Pediatrics International 2017 Sep 10. doi: 10.1111/ped.13417. [Epub ahead of print]

Commentary by Konstantinos Kamperis

Addition of Suoquan to desmopressin improves efficacy in Chinese children with enuresis. Time to look into Chinese traditional medicine?

Alternative medicine is not commonly used in the western part of the world but is often first line treatment in Asian countries. Traditional Chinese medicine is often used in treating bedwetting in China but in lack of randomized controlled trials that prove their efficacy, these remedies are not accepted or implemented in our daily practice. The authors of this paper designed a study to test Suoquan, a traditional Chinese medicine for the treatment of enuresis in a randomized controlled fashion. To this end they recruited 369 children with enuresis aged 5-15 years, who were otherwise healthy.

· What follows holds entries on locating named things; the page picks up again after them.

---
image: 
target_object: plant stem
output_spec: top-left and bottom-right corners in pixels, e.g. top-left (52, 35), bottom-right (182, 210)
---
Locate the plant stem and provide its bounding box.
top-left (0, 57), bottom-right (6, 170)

Children were randomized to Suoquan as monotherapy, Suoquan combined with desmopressin and tested against standard behavioral therapy (urotherapy) and desmopressin as monotherapy. Endpoint for efficacy was the reduction in number of wet nights following two months of therapy. The authors were able to demonstrate that both desmopressin as monotherapy and desmopressin combined with Suoquan were superior to behavioral therapy. Although the authors find better complete response rates for the combination treatment the difference from desmopressin as monotherapy was not statistically significant. Suoquan is a formula consisting of three different plants and has previously been shown to possess antidiuretic properties but also improve bladder capacity by relaxation of the detrusor muscle.

Should we clinicians embark on using Chinese traditional medicine for treating bedwetting? Probably not yet, as further studies are needed to confirm safety and efficacy of these medications. The importance of this study by Ma et al relies on the fact that this is one of the few studies that attempt to test traditional Chinese medicine in a scientific way by performing a randomized controlled trial. We hope the authors continue down this path.